Bibel auf der Bühne – Die Passionsspiele in St. Margarethen
Auch sie haben zu Antijudaismus und in der Folge zu Antisemitismus geführt: Passionsspiele auf der Basis der Evangelien-Bücher im Neuen Testament, die seit dem Mittelalter von Leiden und Tod des Jesus aus Nazareth erzählen. Wurden doch „die Juden“ für seinen Tod verantwortlich gemacht, obwohl Jesus von Vertretern der römischen Besatzungsmacht gekreuzigt wurde. Dabei ließe sich der Inhalt der Passion Jesu durchaus so zusammenfassen: Die Geschichte zeigt einen innerjüdischen Konflikt, Fürsprecher und Widersacher finden sich in allen Gruppen, im Hohen Rat, im einfachen Volk, im Kreis der Getreuen. Und Jesus kämpft für seinen jüdischen Glauben. Seit fast einhundert Jahren wird diese Geschichte auch im Steinbruch des burgenländischen St. Margarethen von rund 500 ehrenamtlichen Laiendarsteller:innen und Helfern plastisch dargestellt. Der Inhalt, so die Verantwortlichen, sei immer aktuell, gehe es doch um Politik und Verrat, um Hoffnung und Gemeinschaft – und um die Liebe. Heuer mit einem neuen Text, der die Passion Jesu aus der Perspektive der sogenannten Emmaus-Jünger erzählt. Also jener beiden aus der Gefolgschaft ihres Meisters Jesus, die nach seiner Kreuzigung von Jerusalem nach Emmaus unterwegs waren, und die Erfahrung der Begegnung mit dem Auferstandenen gemacht haben. Maria Harmer hat eine Vorstellung besucht und danach backstage mit einigen Darsteller:innen gesprochen.
9 x Österreich: Wien – St. Peter in Dornbach, ein Stück Salzburg in der Bundeshauptstadt
Auf Petrus aus der Gefolgschaft des Jesus aus Nazareth geht die Salzburger Erzabtei Stift St. Peter zurück, das älteste Kloster im deutschen Sprachraum, gegründet im 7. Jahrhundert.
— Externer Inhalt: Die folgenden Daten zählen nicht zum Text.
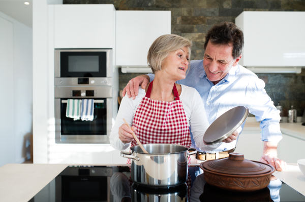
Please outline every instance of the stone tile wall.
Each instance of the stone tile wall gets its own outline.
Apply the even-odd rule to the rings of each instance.
[[[192,40],[191,59],[203,58],[204,36],[214,24],[235,22],[243,11],[305,11],[304,0],[64,0],[64,4],[113,4],[117,10],[171,11],[171,31]],[[305,66],[305,65],[304,65]],[[291,105],[298,116],[305,108],[305,69],[299,74],[258,74],[266,83],[266,91],[284,115]],[[122,89],[130,79],[139,74],[119,74]]]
Eine „Exklave“ davon findet sich – am Stadtrand von Wien: St. Peter in Dornbach, der wahrscheinlich älteste land- und forstwirtschaftliche Betrieb der Bundeshauptstadt, liegt nur einen kurzen Fußweg von der Endstation der Straßenbahnlinie 2 entfernt in Wien-Dornbach, im 17. Bezirk. Seit über 800 Jahren wächst hier Wein und seit mittlerweile zwei Jahren ist Filip Bartenbach hier Gutsverwalter. Der gebürtige Vorarlberger kümmert sich sowohl um die acht Hektar Weingärten als auch um die Pachtgründe, die Wohnungen und die hauseigene Buschenschank. Vor allem bei der Arbeit im Gemüsegarten oder im Wienerwald findet er Ruhe und tankt Kraft. Den Titel des Gutsverwalters trägt der 29-jährige mit Ehrfurcht und Stolz. Lena Göbl hat ihn besucht und weiß von einer Lebenskunst inmitten von Weinbergen zu berichten. Ein Beitrag kurz vor „Peter und Paul“, jenem Festtag der Westkirche am 29. Juni, der den Aposteln Petrus und Paulus gewidmet ist.